L'Océan à la bouche

La mystérieuse maladie de peau des requins pointe blanche

En Malaisie, des lésions cutanées récemment observées sur certains requins pourraient être causées par la hausse de la température des océans.

Un requin pointe blanche atteint d’une maladie de peau

Un requin pointe blanche atteint d’une maladie de peau. © Jason ISLEY

Et si c’était une nouvelle conséquence du réchauffement climatique? Des biologistes marins enquêtent sur une mystérieuse maladie de la peau qui touche les requins pointe blanche en Malaisie. Et les premiers rapports suggèrent que la hausse des températures de la mer pourrait en être la cause.

À l’origine de ces inquiétantes observations, Jason Isley. Ce plongeur a réalisé des photographies le 9 avril près de l’île de Sipadan en Malaisie, montrant de graves lésions sur la tête de plusieurs individus. Il a ensuite partagé sa découverte sur son compte Facebook.

“Les requins pointe blanche à Sipadan sont dans une mauvaise passe, ils ont tous eu ces taches blanches folles (peut-être un champignon?) sur le dessus de leur tête l’année dernière année et maintenant il semble que cela mange leur chair. Celui-ci était à Barracuda Point aujourd’hui et semblait certainement dans une situation inconfortable, quelqu’un sait-il exactement ce que c’est et ce que l’on peut faire, le cas échéant ?”

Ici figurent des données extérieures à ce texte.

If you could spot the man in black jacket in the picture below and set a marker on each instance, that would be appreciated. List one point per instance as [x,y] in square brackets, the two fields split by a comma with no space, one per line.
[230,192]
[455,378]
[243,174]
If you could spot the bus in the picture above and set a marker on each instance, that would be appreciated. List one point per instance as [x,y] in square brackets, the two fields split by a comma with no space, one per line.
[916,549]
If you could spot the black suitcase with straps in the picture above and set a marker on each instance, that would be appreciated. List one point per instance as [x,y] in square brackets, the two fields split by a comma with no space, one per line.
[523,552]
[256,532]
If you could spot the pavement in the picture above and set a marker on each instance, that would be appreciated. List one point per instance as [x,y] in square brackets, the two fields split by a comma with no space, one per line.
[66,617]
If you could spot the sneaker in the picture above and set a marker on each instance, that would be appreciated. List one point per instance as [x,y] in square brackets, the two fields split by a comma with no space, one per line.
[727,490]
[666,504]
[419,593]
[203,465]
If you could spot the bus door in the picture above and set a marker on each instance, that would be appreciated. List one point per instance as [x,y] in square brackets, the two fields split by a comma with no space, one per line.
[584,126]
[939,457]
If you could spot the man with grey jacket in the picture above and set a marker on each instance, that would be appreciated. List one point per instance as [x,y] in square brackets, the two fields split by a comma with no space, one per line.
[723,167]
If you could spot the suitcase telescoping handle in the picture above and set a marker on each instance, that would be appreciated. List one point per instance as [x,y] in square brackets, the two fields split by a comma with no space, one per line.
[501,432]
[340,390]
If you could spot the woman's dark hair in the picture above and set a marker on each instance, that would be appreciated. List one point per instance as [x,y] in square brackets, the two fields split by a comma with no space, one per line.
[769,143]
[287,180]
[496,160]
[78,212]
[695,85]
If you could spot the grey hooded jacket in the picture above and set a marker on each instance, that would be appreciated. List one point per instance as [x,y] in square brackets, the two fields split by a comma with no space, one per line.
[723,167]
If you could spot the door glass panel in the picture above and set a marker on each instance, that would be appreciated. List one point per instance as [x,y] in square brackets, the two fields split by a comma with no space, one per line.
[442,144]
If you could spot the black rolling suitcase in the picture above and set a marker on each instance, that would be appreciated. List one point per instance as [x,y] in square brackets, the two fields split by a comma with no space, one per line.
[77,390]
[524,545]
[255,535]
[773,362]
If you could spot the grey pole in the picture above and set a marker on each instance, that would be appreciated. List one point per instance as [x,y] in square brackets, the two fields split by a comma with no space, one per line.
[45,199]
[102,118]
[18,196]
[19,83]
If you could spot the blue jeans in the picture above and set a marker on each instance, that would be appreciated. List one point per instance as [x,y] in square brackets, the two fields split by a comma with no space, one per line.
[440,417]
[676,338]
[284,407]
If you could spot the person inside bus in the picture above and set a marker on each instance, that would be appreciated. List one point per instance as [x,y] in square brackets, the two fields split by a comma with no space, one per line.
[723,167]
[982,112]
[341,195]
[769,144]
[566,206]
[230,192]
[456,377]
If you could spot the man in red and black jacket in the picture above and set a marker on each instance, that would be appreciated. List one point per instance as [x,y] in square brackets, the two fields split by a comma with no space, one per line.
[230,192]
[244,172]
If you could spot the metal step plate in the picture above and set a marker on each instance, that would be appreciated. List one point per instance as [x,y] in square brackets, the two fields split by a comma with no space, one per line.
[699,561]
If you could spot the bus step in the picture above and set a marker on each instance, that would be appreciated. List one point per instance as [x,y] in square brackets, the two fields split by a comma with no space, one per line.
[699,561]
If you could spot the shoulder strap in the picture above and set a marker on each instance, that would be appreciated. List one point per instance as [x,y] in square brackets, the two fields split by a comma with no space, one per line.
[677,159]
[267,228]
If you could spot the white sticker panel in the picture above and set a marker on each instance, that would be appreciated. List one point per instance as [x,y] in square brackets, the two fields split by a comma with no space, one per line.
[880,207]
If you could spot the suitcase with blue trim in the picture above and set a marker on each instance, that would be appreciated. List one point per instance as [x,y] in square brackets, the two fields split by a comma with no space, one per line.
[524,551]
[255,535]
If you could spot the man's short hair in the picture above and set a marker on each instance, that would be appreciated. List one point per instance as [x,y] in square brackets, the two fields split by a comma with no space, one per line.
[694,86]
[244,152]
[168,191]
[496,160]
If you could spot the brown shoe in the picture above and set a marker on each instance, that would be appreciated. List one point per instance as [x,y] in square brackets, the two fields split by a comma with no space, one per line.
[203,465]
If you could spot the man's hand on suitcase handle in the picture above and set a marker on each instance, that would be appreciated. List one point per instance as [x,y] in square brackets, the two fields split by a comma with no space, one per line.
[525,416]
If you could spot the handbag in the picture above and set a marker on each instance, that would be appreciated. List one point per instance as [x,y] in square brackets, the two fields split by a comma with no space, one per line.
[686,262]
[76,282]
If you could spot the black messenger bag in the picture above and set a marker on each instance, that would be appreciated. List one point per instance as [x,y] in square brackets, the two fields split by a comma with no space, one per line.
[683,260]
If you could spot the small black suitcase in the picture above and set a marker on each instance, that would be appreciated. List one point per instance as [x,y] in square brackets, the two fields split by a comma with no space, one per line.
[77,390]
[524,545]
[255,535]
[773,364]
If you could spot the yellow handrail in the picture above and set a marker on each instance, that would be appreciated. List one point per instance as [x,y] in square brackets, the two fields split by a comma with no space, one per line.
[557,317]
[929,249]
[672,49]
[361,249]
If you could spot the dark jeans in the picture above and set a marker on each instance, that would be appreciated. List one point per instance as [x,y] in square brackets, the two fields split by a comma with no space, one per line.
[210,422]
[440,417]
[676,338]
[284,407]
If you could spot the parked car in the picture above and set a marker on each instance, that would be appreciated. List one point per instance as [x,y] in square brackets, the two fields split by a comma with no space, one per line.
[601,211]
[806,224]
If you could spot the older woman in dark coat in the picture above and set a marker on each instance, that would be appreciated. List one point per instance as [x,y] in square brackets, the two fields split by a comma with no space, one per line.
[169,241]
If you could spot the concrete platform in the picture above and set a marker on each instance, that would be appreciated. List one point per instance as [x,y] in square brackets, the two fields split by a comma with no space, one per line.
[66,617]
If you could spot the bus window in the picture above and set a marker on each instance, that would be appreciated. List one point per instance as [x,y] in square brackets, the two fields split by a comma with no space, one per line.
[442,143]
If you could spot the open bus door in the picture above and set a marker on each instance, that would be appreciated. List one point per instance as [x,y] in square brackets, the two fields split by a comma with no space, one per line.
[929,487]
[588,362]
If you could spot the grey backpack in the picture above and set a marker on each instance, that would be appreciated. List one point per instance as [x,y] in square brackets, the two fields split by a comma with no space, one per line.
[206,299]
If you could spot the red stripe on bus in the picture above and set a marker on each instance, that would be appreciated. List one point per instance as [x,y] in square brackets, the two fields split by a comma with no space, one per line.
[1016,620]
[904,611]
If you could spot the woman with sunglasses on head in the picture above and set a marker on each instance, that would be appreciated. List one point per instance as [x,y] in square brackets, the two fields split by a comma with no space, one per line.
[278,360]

Peu après, une équipe d’experts de l’université de l’État, du gouvernement et de groupes de protection de la nature ont décidé de replonger près de l’île de Sipadan. Cette destination de plongée est devenue très populaire notamment après le documentaire du commandant Cousteau réalisé en 1989 et dans lequel il montre un étonnant cimetière à tortues au fond de l’océan.

Les scientifiques ont observé les mêmes lésions que celles photographiées par Jason Isley dans chaque groupe de requins qu’ils rencontraient. Ces requins, qui doivent leur nom à l’extrémité blanche de leurs nageoires, se reposent généralement en bancs autour des récifs pendant la journée et deviennent actifs la nuit pour chasser les petits poissons et autres animaux.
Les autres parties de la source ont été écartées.